The age at which workers retire is affected by not just their health (or health issues) but also the demands of the job, and either of these could drive an earlier retirement date or a later one.
But according to a study from the Center for Retirement Research at Boston College, the health issues can be broken down into "a small number of distinct work trajectories"—six, in fact—while two job demands affect retirement, even after controlling for health factors.
Researchers studied the HR records and health claim records of nearly 5,000 people across 26 Alcoa manufacturing locations who were employed by the company for at least one continuous year between 1996 and 2013.
They labeled health events of individuals and categorized them into six "clusters" of chronic diseases — asthma, arthritis, diabetes, depression, ischemic heart disease, and hypertension.
Interestingly, they found that workers who fell into the hypertension and/or arthritis clusters were more likely than others to retire later, not earlier. They theorized it was because of their employer-sponsored health insurance, which likely helped them manage the conditions as well as provided an incentive to continue working to have health insurance to manage them.
They also found this: "the state of an individual's health state at retirement is the result of a cumulative process of deteriorating health across the entire span of adulthood." That is, it's important to look at not just "health shocks," which of late have been more studied and publicized, but ongoing mid-life and pre-retirement health of workers as well.

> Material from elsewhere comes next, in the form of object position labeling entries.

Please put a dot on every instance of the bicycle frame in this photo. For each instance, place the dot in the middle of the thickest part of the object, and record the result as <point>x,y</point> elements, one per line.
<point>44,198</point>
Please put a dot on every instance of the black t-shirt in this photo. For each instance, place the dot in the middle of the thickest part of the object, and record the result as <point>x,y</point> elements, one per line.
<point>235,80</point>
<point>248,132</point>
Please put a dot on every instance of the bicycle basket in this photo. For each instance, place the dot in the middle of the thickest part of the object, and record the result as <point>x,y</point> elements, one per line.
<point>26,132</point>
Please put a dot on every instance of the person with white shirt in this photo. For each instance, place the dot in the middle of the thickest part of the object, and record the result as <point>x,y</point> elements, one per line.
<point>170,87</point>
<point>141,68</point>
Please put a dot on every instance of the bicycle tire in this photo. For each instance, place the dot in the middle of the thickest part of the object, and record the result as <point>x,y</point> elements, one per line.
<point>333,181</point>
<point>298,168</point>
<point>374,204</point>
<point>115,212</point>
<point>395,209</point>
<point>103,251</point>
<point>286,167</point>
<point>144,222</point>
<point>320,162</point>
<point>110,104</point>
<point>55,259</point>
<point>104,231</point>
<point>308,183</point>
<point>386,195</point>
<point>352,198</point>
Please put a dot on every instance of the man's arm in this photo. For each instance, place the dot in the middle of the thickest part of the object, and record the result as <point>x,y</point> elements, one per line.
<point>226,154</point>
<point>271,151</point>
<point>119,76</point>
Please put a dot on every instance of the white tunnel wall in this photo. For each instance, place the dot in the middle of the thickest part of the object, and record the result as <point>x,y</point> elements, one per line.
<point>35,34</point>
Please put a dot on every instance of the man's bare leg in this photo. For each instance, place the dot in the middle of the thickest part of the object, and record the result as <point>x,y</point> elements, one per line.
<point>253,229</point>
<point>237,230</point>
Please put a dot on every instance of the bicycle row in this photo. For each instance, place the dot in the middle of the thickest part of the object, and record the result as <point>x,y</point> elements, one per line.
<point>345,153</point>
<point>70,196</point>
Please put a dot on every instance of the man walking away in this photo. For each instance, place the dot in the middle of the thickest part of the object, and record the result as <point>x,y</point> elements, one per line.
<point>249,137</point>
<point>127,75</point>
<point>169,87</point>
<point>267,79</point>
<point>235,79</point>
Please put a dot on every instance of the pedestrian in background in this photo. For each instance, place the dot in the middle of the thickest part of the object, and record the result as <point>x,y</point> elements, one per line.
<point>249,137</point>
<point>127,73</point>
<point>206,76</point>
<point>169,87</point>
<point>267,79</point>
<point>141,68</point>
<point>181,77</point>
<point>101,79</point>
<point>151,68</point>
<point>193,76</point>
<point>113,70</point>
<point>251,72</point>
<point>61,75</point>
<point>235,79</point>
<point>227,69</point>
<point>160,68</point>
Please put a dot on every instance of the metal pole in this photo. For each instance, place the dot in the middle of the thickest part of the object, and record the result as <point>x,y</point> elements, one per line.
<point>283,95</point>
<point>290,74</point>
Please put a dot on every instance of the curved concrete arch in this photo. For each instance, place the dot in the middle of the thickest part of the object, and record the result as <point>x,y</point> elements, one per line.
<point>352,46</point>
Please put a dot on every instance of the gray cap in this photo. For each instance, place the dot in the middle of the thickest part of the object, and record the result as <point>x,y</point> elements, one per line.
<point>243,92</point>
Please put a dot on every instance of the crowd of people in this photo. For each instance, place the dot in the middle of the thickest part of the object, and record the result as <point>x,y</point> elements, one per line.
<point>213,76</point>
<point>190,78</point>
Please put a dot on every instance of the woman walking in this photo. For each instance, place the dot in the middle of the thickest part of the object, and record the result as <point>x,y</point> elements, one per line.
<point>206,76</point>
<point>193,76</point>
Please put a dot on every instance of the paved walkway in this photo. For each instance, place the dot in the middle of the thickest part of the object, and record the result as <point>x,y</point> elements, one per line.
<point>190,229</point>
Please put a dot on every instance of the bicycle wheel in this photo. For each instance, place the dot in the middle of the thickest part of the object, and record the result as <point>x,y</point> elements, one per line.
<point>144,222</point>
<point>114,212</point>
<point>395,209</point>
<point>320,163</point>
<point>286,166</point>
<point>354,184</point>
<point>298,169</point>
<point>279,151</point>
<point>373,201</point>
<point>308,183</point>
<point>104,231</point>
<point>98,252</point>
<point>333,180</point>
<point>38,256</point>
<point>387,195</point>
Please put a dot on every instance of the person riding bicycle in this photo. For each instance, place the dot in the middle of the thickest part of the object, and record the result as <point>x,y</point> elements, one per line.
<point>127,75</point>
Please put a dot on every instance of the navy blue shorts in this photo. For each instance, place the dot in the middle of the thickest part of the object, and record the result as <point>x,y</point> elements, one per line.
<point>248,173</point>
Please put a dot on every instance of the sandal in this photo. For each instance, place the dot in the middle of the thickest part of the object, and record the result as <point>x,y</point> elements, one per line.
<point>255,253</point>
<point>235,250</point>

They also categorized jobs by job demands, using experts from the plants to rate the jobs. They found that there was a link between job demands and retirement, even after accounting for health. Two factors seemed to be the cause: "increases in exposure to heat" and "less decision-making autonomy."
The takeaways from the study for employers are that not only do workers have a strong incentive to work longer if they can sustain access to retirement pensions and health insurance, but they may be able to stay on the job longer if they have access to care that can decrease the prevalence of, or help in management of, hypertension and arthritis.
In addition, if jobs that expose workers to excess heat can be changed, perhaps along with other physically demanding factors, so that heat is not such a major factor, workers may be able to continue to work longer—and if workers are provided with more autonomy in on-the-job decision-making processes, they likewise might be encouraged to stay on the job later rather than choosing earlier retirement.